Sollte sie sich also von ihrer Vergangenheit bezwingen lassen? Sicher nicht!
Zwanzig Minuten nachdem Rigo Katie am Pool zurückgelassen hatte, wartete er bereits ungeduldig in seinem Arbeitszimmer auf sie. Er tippte mit einem Kugelschreiber auf einen Pappordner und fragte sich, ob er nicht den Fehler seines Lebens beging. Niemals hätte er es für möglich gehalten, dass es Katie so zusetzen würde, wenn man sie einmal aus ihrer Schutzzone hervorlockte. Richtigen Sex konnte er jetzt natürlich völlig vergessen. Aber er legte großen Wert darauf, dass sie in Italien blieb und mit ihm zusammenarbeitete.
Die Tür ging auf, und Rigo ließ seinen Stift fallen. Katie trug eine weite Cargohose und ein loses, verwaschenes T-Shirt. Überrascht musterte er ihr sonderbares Outfit.
„Ich weiß, dies ist ein Geschäftstreffen“, verteidigte sie sich hastig. „Aber ich dachte, falls wir anschließend noch eine Grundstücksbegehung machen …“
Erleichtert lächelte er. „Sehr vernünftig.“ Allerdings hoffte er, dass Katie nicht jeden Tag so formlose, weite Kleider tragen würde.

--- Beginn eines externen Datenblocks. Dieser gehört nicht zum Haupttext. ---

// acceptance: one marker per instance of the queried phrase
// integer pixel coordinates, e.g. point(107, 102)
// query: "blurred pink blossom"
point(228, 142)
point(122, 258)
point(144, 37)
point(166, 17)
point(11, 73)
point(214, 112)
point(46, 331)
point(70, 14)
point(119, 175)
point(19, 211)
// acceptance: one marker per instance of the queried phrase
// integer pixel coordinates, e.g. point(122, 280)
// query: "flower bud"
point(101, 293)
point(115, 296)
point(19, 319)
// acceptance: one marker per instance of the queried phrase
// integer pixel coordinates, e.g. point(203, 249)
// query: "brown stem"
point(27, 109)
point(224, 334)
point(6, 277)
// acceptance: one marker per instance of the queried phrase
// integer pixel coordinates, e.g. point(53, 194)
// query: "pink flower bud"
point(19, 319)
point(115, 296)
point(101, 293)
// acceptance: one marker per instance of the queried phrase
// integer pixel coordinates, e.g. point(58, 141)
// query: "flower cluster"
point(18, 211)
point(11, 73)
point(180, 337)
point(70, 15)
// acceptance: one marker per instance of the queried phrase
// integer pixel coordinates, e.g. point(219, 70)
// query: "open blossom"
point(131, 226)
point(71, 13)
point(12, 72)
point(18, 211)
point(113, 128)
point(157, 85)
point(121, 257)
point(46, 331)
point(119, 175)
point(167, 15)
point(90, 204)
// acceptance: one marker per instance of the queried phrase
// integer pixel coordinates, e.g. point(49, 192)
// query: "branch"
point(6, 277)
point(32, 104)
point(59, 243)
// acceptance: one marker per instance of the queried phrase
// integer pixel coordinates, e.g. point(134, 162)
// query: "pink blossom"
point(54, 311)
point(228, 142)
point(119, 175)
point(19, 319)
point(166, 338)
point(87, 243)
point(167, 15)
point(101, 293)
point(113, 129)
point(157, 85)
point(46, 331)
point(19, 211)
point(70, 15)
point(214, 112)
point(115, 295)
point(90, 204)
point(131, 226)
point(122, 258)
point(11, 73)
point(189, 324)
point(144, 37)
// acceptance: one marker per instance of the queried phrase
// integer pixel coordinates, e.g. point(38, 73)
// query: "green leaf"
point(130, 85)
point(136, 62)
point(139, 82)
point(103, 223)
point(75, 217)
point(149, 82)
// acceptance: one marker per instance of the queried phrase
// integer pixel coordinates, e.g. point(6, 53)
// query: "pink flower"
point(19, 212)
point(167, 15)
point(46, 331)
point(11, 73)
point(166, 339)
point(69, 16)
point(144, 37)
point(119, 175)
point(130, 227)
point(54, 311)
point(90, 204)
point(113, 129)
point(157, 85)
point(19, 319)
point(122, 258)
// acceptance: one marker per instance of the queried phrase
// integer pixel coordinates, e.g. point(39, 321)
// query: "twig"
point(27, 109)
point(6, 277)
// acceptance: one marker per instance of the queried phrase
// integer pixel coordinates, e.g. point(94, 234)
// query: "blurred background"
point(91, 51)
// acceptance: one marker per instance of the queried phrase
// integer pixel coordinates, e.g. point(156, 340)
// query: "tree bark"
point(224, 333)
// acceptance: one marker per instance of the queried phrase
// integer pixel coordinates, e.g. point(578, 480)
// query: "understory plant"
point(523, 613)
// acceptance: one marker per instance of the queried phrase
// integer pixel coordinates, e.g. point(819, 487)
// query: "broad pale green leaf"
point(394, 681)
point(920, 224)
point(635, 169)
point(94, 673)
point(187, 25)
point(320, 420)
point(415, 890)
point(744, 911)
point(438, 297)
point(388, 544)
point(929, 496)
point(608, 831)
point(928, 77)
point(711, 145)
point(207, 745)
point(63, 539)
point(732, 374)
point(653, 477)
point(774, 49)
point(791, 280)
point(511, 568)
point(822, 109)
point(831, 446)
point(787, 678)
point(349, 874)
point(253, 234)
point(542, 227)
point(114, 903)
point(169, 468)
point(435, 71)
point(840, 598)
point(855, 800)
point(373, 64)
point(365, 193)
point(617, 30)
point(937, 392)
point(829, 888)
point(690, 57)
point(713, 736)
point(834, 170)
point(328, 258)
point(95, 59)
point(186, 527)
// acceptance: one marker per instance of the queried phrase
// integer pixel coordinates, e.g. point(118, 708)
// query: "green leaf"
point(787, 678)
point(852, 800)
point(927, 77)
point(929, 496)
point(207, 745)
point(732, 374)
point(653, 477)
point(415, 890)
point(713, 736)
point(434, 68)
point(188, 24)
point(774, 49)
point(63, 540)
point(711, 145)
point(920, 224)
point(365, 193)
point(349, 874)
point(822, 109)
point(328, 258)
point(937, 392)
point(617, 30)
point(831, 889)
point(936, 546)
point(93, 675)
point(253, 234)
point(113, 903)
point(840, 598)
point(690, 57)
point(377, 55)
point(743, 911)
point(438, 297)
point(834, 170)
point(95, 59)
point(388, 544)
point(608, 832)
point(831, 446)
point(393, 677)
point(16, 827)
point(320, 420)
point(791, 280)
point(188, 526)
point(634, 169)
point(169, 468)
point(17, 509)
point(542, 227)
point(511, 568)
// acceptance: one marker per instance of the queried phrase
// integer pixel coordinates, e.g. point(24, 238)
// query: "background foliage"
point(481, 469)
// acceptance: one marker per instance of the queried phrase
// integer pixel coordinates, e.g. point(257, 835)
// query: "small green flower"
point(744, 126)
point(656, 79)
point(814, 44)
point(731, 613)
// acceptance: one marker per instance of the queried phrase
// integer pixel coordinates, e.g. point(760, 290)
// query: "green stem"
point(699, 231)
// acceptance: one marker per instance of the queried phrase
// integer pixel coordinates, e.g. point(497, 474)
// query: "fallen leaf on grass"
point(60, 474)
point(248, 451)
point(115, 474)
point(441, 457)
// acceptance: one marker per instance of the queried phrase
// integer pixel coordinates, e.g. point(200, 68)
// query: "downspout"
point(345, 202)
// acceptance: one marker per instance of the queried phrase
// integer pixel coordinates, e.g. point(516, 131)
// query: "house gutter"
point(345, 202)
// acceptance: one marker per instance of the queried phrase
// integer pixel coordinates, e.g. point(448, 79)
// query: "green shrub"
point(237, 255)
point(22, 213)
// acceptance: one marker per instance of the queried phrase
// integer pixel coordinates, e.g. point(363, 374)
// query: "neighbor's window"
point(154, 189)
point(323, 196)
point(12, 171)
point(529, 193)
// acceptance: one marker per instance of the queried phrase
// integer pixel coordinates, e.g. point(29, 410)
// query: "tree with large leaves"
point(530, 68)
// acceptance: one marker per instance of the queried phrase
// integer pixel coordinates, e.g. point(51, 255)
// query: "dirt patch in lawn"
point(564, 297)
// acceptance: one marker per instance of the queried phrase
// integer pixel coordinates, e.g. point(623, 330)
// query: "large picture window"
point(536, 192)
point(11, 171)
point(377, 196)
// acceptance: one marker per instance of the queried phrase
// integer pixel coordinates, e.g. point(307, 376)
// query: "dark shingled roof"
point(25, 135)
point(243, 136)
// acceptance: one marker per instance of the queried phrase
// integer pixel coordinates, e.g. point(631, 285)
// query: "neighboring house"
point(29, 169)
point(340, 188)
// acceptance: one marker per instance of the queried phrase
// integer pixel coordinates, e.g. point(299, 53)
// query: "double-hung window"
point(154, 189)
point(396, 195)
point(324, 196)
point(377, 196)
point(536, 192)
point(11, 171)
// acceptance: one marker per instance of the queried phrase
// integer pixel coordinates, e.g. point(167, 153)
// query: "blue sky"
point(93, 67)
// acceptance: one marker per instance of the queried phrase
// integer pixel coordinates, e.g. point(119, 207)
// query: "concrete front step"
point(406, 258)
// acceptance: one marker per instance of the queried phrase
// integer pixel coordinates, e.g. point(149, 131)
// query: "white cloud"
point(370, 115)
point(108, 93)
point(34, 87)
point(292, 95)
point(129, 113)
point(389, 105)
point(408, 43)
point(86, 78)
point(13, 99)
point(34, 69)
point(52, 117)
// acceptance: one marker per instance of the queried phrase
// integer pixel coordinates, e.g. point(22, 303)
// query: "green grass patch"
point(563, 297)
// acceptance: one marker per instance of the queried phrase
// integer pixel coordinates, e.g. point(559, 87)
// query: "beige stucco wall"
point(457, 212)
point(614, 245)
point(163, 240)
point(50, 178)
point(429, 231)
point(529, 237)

Es gab keinen Zweifel: Sie versteckte ihre atemberaubende, kurvige Figur, die er am Pool bewundert hatte, absichtlich. Zu schade! Warum tat sie das bloß? „Hast du noch andere Klamotten dabei?“, fragte er beiläufig. „Vielleicht Jeans oder so?“
„Nur ein Paar, das ich mir bei meiner Einkaufstour mit Antonia gekauft habe. Ich wollte sie nicht gleich ruinieren.“
Dieser einfache Kommentar berührte etwas tief in Rigo, das er schon verloren geglaubt hatte … Er selbst trug alte Jeans und ein Arbeitshemd – bereit, sich in den Dreck zu stürzen und die Aufgaben anzupacken, die vor ihnen lagen.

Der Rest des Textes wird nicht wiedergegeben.